The Dr. Sanford I. Berman Chair in General SemanticsMy name is Michael Cole. I am a Professor of Communication, Psychology, and Human Development and the first holder of the Berman chair at UCSD. The Chair was created through the generosity of Dr. Sanford I. Berman. Dr. Berman studied General Semantics with Dr. Irving J. Lee, who played a central role in introducing Alfred Korzybski's ideas to American academia. Dr. Berman has maintained a life-long interest in General Semantics and has also endowed chairs at San Diego State University and the University of Nevada, Las Vegas to promote research and teaching in the field of General Semantics. The purpose of this note is to explain briefly how I conceive of my goals in fulfilling this important responsibility.
For three decades I have devoted myself to assisting in the building of a Communication Department at UCSD and in the building of the discipline of Communication as a new, trans-disciplinary, academic undertaking. I came to this task from a background in the study of culture and human development that drew its theoretical roots from a combination of Russian semiotic/psychological theories of development, the ideas of American pragmatists such as John Dewey, and the work of cultural anthropologists concerned with the relations between language, thought, and culture.
It is against this background that I have organized my work as Berman chair.
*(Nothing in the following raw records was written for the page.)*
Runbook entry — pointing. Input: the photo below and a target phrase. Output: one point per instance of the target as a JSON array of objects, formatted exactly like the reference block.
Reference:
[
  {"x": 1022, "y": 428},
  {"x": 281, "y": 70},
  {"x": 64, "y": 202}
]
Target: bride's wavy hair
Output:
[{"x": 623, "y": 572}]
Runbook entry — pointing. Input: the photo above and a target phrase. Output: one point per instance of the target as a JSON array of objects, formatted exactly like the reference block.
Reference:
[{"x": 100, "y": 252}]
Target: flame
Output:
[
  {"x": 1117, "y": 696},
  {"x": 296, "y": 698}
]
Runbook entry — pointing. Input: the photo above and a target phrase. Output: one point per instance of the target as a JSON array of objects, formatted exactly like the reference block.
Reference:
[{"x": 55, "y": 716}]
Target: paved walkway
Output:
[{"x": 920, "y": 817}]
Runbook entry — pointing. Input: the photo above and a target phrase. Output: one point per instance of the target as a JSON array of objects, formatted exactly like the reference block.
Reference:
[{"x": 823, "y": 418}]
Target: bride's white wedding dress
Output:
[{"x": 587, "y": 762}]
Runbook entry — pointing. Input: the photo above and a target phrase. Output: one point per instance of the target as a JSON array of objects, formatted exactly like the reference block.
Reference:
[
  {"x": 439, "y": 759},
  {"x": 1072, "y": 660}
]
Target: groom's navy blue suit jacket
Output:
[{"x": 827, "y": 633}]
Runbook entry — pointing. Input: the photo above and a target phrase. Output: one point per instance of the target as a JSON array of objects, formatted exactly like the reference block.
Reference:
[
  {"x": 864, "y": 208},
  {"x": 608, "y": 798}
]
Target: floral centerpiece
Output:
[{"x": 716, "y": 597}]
I take it as my responsibility to seek to promote dialogue between the ideas developed by the adherents of General Semantics and those that animate the discipline of Communication. Together with Greg Thompson, the Sanford I. Berman Post-Doctoral Scholar, and with colleagues at the Laboratory of Comparative Human Development, we have outlined some of the contributions of General Semantics to the Discipline of Communication.